# my first bug hunt! What kind of equipment?



## BugMasterD (May 13, 2015)

I done know if this is the right place to post this, but I'm about to go on my first, legitimate bug hunt. I frequently go on hikes, and marvel in the presence of various bugs, but never actually sought them out.

I'll be deciding which area I go hunt in. Either...
A- in the dunes, to the south.
B- in the mountains to the west. (I live in Colorado.)

Two questions. One, what kind of equipment, for each area? I'd imagine equipment would be varying on the area.

Should I get an aerial net? I'd imagine that is more for butterflies, moths, and various flying insects.
A sweeping net? I'd imagine for... Well... Sweeping through tall grass.
Is there a net for insects hiding in bushes and or trees?

Also, obviously catch cups are very important.
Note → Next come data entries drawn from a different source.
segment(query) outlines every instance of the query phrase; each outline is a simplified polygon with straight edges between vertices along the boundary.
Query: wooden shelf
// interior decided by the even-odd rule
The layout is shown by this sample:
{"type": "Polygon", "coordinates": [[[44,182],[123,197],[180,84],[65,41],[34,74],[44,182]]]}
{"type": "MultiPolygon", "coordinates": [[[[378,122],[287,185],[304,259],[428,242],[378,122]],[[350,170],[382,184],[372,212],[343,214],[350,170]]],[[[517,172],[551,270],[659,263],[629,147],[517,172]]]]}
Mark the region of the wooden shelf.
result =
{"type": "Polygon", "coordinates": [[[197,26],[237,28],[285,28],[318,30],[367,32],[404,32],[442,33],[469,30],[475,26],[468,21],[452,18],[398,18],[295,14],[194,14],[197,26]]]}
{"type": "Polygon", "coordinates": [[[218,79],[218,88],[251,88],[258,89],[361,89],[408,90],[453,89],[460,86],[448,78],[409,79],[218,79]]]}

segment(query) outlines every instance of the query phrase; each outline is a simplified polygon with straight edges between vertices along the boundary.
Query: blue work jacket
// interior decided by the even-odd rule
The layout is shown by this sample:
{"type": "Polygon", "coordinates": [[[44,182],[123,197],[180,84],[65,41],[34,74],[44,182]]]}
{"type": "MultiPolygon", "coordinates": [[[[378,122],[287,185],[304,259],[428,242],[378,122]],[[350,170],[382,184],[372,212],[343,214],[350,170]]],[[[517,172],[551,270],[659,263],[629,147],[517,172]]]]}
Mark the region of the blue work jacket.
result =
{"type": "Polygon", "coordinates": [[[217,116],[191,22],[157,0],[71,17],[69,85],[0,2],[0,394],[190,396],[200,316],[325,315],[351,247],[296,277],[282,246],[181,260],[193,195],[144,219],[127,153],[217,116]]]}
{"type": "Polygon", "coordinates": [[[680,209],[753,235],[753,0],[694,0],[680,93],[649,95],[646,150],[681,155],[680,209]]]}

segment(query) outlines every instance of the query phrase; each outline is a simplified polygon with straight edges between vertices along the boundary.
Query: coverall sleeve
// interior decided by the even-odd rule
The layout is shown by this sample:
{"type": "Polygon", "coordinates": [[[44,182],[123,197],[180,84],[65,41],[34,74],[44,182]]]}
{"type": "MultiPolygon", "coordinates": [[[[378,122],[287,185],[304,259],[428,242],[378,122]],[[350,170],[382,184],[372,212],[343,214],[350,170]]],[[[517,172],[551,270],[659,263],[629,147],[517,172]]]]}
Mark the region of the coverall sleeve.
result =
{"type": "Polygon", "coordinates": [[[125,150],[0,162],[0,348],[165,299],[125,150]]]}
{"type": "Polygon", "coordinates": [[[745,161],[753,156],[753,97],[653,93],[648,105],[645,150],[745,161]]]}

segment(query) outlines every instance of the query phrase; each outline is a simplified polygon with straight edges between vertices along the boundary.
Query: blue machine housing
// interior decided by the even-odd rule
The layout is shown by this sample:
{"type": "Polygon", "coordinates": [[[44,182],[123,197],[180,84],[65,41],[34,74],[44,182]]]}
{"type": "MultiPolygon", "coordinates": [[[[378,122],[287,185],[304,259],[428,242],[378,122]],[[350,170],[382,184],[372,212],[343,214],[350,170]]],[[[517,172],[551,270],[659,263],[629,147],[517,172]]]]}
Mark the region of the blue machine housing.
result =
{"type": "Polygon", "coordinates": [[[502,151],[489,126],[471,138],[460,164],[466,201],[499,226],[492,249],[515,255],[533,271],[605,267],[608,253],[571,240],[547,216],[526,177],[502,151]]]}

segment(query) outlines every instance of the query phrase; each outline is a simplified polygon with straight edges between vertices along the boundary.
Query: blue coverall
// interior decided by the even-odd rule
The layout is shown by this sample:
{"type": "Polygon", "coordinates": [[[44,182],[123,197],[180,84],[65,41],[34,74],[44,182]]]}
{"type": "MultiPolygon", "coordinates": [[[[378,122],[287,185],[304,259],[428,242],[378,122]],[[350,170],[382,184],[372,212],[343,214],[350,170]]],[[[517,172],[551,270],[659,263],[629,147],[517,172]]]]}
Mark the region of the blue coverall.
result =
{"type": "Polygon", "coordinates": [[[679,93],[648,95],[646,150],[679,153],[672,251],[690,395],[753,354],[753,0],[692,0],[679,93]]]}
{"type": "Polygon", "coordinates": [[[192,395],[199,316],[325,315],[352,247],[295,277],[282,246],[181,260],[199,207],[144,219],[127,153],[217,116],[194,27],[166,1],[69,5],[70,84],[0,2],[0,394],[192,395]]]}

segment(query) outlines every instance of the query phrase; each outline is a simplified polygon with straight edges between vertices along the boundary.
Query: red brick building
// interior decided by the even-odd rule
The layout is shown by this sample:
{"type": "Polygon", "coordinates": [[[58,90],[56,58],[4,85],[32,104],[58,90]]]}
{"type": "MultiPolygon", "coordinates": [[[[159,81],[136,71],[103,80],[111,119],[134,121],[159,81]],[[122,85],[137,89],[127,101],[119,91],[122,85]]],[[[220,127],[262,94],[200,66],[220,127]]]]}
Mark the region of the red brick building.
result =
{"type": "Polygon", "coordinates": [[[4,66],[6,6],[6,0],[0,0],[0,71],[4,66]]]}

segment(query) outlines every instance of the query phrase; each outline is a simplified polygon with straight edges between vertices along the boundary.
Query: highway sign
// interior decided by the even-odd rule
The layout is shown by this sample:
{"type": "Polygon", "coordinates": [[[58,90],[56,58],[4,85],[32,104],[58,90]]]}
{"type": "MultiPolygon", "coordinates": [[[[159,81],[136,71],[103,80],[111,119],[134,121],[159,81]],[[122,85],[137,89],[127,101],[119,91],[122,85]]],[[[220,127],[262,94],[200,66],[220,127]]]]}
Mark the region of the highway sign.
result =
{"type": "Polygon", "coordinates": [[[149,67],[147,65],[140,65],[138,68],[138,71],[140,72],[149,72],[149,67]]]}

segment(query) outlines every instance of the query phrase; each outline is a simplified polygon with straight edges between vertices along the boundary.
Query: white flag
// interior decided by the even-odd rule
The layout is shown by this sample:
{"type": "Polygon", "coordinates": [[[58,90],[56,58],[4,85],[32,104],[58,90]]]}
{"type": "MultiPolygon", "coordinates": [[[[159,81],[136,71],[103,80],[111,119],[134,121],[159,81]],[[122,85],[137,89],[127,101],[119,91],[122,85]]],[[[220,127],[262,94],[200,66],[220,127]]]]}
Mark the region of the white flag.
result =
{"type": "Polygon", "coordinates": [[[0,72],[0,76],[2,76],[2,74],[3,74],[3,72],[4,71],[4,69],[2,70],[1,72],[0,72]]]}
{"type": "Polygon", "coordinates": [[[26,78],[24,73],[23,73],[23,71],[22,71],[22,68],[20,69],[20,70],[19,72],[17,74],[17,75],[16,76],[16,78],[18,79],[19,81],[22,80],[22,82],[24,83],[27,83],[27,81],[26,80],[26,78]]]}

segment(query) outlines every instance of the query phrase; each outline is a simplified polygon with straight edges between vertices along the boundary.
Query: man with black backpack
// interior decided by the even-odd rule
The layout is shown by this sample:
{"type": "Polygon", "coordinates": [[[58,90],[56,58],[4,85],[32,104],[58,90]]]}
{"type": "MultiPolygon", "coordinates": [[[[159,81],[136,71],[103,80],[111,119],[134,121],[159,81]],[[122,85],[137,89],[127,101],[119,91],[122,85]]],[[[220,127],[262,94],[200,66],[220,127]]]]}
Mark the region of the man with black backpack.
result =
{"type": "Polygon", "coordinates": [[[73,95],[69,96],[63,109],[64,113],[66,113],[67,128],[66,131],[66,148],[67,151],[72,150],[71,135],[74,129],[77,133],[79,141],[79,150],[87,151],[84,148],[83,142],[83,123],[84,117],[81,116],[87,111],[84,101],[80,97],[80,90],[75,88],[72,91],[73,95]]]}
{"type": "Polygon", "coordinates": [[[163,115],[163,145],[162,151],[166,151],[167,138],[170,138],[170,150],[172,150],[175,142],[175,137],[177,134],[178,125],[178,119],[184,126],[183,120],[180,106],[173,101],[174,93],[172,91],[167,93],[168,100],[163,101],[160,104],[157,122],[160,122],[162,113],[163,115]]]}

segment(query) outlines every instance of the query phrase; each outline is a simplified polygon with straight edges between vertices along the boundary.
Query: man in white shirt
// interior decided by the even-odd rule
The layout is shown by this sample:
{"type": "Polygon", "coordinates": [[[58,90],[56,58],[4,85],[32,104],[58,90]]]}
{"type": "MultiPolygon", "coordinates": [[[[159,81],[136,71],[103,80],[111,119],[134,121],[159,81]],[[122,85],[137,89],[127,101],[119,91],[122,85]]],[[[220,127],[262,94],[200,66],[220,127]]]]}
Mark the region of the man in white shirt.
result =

But is there anything else I should think of taking?


----------



## Sentinel (May 13, 2015)

BugMasterD said:


> I done know if this is the right place to post this, but I'm about to go on my first, legitimate bug hunt. I frequently go on hikes, and marvel in the presence of various bugs, but never actually sought them out.
> 
> I'll be deciding which area I go hunt in. Either...
> A- in the dunes, to the south.
> ...


I'm sorry, but I'm just picturing you going out with Pokeballs into Viridian Forest and catching Butterfree, Kakuna, Metapod, Weedle, etc, lol. Obviously a net. There are specific nets you can buy made specifically for butterflies. A Kritter Keeper would be a good choice to take. Gloves and mountain boots. Bait, like cheese, insects like cheese.


----------



## Biollantefan54 (May 13, 2015)

Bring some tongs (Of course). TONS of delicups, if you are going out a night, headlamp and maybe a blacklight.


----------



## Smokehound714 (May 16, 2015)

you can get a cheap UV flashlight from walmart for $10.00.  Actually quite powerful.

  if you hunt mainly smaller specimens, you can obtain tiny solo cups from Party City, you'll need to get the right size lids for them, they should have those as well.

 For moths, it would be better to make a bucket light trap.  it's quite simple, just a bucket, a plastic funnel, and a light.  UV light is best for moths.   

  here's a link that shows you how to build one!-  http://www.theskepticalmoth.com/techniques/light-traps/

  good luck!

Reactions: Like 1


----------



## Bill Myers (May 16, 2015)

My favorite bug trap is a pitfall trap with lawn edging to guide the insects towards the pitfall.

Here's the setup I use (minus the radiator fluid---I like mine to be alive):

http://bugguide.net/node/view/396486

Good luck!

P.S. - To keep the insects from flying out of the pitfall, cut up a plastic soda bottle and invert the top of it so you can use it like a funnel.   The insects drop in, but can't get out.

Reactions: Like 1


----------



## The Centipede (Jun 2, 2015)

Bill Myers said:


> My favorite bug trap is a pitfall trap with lawn edging to guide the insects towards the pitfall.
> 
> Here's the setup I use (minus the radiator fluid---I like mine to be alive):
> 
> ...


 So the small temporary wall kinda leads em to the pit fall i would imagine? that's ingenuity right there.


----------